Friday, December 11, 2020

The point of the electoral college

I once had modest luck explaining the function of the electoral college to someone.  It was in Michigan, some time back when there was more serious talk about piping Great Lakes water to California to alleviate their plight/malfeasance.  So, I used that as an example:

"What if it came down to a vote between California and Michigan, between Calfornians and Michiganders, all other states having no standing to participate in the discussion or having been convinced for the sake of my argument to butt out and let CA and MI hash it out?  In a purely popular vote, California wins, by a landslide, every single time."
"Well, their need is dire, real, and immediate.  I'm willing to help them."
"They're not voting to ask you for help.  They're voting to get all your water. Water rights are complicated but out west they are a high stakes concern, and the guys downstream can really throw their weight around. Just ask the Californians who live upstream.  Anyway, the state's population outnumbers ours roughly four to one.  You want to talk about your vote not counting?  That is what will happen."
His eyes got big.  "Um..."
"Yeah.  If California votes on matters of Michigan, Michigan will never come out on top, ever.  In a simple, pure democracy, California can dictate the affairs of another state just because it has more people to vote on the matter.  We have a constitution and a federal government that trumps state governments in cases of conflict expressly for the purpose of preventing one political body from oppressing another just because they have more members.  This is one example.
The electoral college is another.  California has as many electoral votes as the fifteen smallest states combined, so don't listen to any complaints about individual Californians not having their vote go as far as yours. Half again as many as Texas, almost as many as New York and Florida combined--and note that while Texas is red for now, and Florida is a swing state, New York is solidly blue thanks to NYC and Albany (and tbf Rochester).  If you grew up anywhere outside of Detroit, how would you feel about the Detroit city council deciding how your mayor and chief of police were going to handle business in your hometown?  If you lived in Detroit, how would you like it it if pinheads in Ann Arbor called the shots for Wayne County?  That's what NYC looks like to the Empire State, what Chicago looks like to Illinois, what the Twin Cities look like to Minnesota.  The Founders wanted to stop that from happening at the national level, but may have been optimistic about the electorate, or perhaps concluded it was too intrusive to decide for the states whether or what kind of safeguards they might put in place for themselves to keep the same from happening at a smaller scale."

1 comment:

Ed Pie said...

And something I didn't think to address at the original time of posting:

This is not a good argument to go popular vote versus winner-take-all state votes.

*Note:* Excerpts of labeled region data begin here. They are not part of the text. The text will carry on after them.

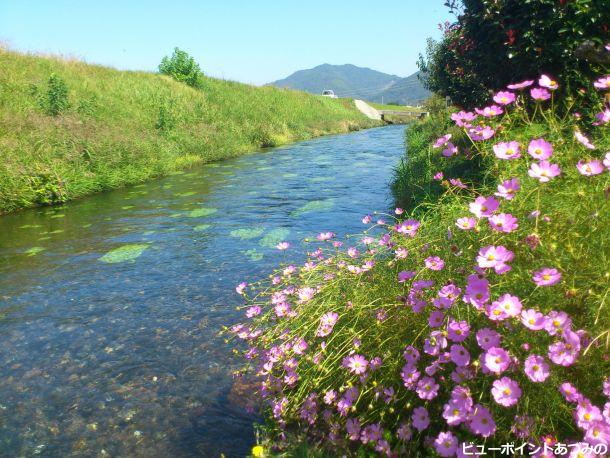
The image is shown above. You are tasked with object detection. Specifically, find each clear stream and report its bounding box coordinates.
[0,126,404,457]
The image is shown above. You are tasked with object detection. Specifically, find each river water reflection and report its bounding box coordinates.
[0,126,404,457]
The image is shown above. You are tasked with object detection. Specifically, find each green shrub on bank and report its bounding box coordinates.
[38,73,70,116]
[0,49,378,213]
[159,48,203,88]
[231,73,610,457]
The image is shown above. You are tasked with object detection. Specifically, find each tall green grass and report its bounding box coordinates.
[0,49,375,213]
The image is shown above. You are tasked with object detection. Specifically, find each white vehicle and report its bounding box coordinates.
[322,89,339,99]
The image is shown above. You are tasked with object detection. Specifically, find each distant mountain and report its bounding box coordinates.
[270,64,430,105]
[371,72,432,105]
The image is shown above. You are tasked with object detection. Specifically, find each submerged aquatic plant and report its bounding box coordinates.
[231,71,610,456]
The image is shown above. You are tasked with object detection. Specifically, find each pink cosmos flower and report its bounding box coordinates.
[343,355,369,375]
[394,219,419,237]
[530,87,551,100]
[468,404,496,437]
[477,245,515,275]
[345,418,360,441]
[521,309,546,331]
[463,275,489,310]
[474,105,504,118]
[593,75,610,89]
[593,108,610,126]
[524,355,551,383]
[424,256,445,270]
[394,247,409,259]
[235,282,248,294]
[575,402,603,430]
[489,213,519,233]
[477,346,511,375]
[402,345,420,364]
[506,80,534,90]
[449,344,470,366]
[396,423,413,442]
[316,312,339,337]
[428,310,445,328]
[493,91,515,105]
[491,377,521,407]
[576,159,604,177]
[468,126,496,142]
[527,161,561,183]
[441,142,458,157]
[574,130,595,149]
[297,286,317,303]
[533,267,561,286]
[415,377,439,401]
[316,232,335,242]
[559,382,583,402]
[246,305,261,318]
[544,310,572,336]
[449,178,468,189]
[398,270,415,283]
[360,423,383,444]
[538,75,559,91]
[585,421,610,448]
[447,320,470,342]
[412,407,430,432]
[434,431,458,457]
[432,134,451,148]
[547,340,578,367]
[451,111,477,127]
[493,141,521,160]
[527,138,553,161]
[455,216,477,231]
[488,294,522,321]
[275,242,290,251]
[347,247,360,258]
[468,196,500,218]
[443,399,468,426]
[494,178,521,200]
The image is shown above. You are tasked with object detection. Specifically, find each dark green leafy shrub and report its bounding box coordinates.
[419,0,610,108]
[159,48,203,88]
[155,100,176,132]
[39,73,70,116]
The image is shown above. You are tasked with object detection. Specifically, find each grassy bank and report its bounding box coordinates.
[366,102,422,113]
[0,49,374,213]
[232,77,610,457]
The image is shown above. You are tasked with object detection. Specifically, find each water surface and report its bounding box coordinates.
[0,126,404,457]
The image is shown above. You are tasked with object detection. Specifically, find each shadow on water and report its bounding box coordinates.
[0,126,404,457]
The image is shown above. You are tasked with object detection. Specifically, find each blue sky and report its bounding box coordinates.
[0,0,451,84]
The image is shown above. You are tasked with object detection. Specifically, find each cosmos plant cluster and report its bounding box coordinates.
[232,71,610,457]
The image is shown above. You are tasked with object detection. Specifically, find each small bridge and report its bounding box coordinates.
[354,100,429,124]
[377,110,429,122]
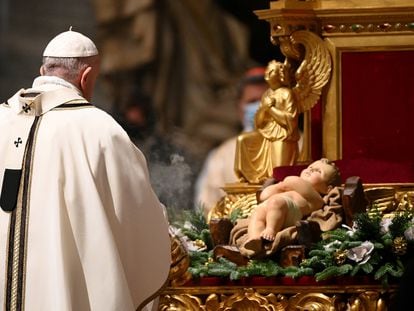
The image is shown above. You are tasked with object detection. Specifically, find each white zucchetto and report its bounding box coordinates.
[43,30,98,57]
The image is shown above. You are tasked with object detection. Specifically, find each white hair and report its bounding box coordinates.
[43,56,91,83]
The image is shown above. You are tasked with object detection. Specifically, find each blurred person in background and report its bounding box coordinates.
[195,66,269,215]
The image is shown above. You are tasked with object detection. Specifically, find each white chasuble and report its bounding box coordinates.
[0,81,170,311]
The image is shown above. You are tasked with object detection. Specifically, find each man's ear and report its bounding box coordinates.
[80,66,92,90]
[326,185,334,193]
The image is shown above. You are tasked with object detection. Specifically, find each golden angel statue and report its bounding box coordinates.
[234,31,331,184]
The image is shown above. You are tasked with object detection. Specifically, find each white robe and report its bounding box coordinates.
[0,77,170,311]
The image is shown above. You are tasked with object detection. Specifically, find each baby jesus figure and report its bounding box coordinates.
[244,158,341,253]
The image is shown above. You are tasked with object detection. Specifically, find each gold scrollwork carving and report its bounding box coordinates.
[289,293,336,311]
[158,294,205,311]
[350,291,387,311]
[205,288,288,311]
[159,286,396,311]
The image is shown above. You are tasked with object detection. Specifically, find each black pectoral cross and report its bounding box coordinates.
[22,103,32,113]
[14,137,23,148]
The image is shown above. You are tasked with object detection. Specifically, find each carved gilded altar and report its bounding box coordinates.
[159,0,414,311]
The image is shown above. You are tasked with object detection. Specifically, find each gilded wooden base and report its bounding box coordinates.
[159,284,396,311]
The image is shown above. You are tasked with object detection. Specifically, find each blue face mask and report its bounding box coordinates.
[243,100,260,132]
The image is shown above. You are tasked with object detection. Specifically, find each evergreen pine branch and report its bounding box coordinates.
[315,264,353,282]
[389,211,413,237]
[359,262,374,274]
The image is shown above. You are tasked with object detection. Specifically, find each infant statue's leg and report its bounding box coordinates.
[261,194,288,241]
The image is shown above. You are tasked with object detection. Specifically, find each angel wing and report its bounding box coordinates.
[290,30,332,112]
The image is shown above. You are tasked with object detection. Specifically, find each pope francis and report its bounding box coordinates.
[0,30,170,311]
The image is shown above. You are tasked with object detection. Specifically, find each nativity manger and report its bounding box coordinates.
[159,0,414,311]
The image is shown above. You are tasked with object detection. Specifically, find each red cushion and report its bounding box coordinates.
[273,159,414,183]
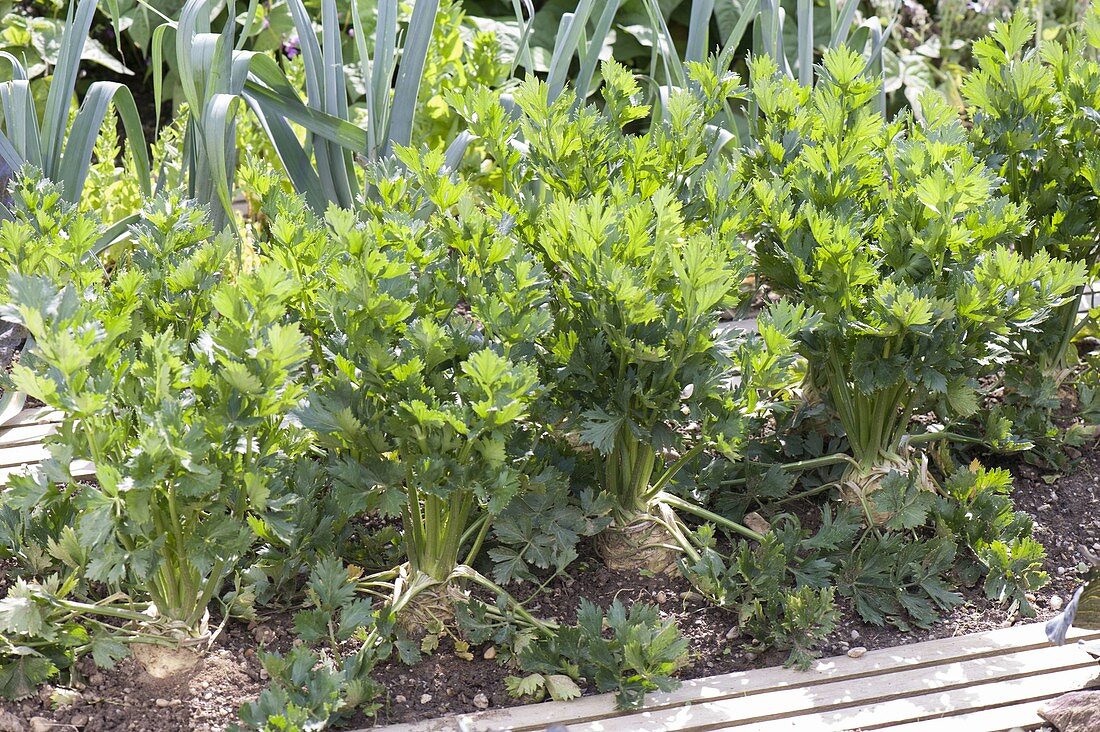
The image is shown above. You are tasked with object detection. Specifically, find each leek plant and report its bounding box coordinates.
[743,48,1085,517]
[0,0,151,211]
[152,0,448,229]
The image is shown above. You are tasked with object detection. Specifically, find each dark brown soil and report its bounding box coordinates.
[0,442,1100,732]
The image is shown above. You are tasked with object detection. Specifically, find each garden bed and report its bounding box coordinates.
[0,444,1100,732]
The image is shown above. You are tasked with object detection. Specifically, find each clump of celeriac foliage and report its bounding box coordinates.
[743,48,1084,522]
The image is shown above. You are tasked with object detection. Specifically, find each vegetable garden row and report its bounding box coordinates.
[0,0,1100,730]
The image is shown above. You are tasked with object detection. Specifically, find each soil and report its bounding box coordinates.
[0,451,1100,732]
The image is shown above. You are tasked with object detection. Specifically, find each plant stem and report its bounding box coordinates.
[657,493,763,542]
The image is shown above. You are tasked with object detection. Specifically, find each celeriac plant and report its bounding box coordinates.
[2,193,308,637]
[455,62,811,570]
[744,48,1085,518]
[300,149,549,627]
[963,6,1100,407]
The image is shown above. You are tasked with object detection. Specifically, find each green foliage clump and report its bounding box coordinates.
[240,557,393,732]
[963,4,1100,465]
[300,150,549,612]
[684,513,840,668]
[454,63,807,554]
[963,8,1100,383]
[2,197,308,634]
[744,50,1085,498]
[935,463,1048,618]
[509,600,688,709]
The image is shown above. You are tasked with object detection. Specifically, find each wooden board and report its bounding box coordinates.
[376,623,1100,732]
[0,423,57,448]
[0,460,96,485]
[2,406,62,429]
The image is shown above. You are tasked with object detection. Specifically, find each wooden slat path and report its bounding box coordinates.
[0,407,96,485]
[376,623,1100,732]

That simplifying assumption I made about other states not interfering in the fight between MI and CA, see, is not true. Other states would have a say, whether or not they had standing. Lake Michigan also provides water to Illinois and Wisconsin, and contributes to the water supply of Ontario and New York just off the top of my head.

The whole argument was overly simple, as anyone familiar with Great Lakes water usage can tell you. Believe me; I learned more just researching this comment than what I didn't know I didn't know. But this is about the electoral college, not about water rights.

Anyway, California would be up against not just Michigan but at least three other states and one, probably two Canadian provinces; but it would have at its back the whole desert southwest, which would also want some of that sweet sweet water as long as it's there to be had. So just as a back of the envelop guesstimation, if we include states from Idaho and California to Texas, that's 107 electoral votes versus 75 in the three states I mentioned. If we count all the states touching a Great Lake and somehow account for Canada, that might tip the scale the other way, but if we're doing that then we aught to include every semiarid state and any state through which a pipeline or truck or train might carry some of that water, so now we're not just adding Oklahoma but also Montana and Nebraska and Missouri and where does it end?

The point is there are states that wouldn't really have any right to get involved other than they want a piece of the action. If you treat a matter like this as something that everyone in the nation gets a say in, because we're All One Big Happy Family, then the actual stakeholders get outvoted as often as they fail to recruit votes from people on the sidelines who aren't looking out for Number One. There are a few states with that kind of libertarian bent, but not a lot.

And the College is to restrict the people who wrongly think they have a stake, from claiming one just because they get a say.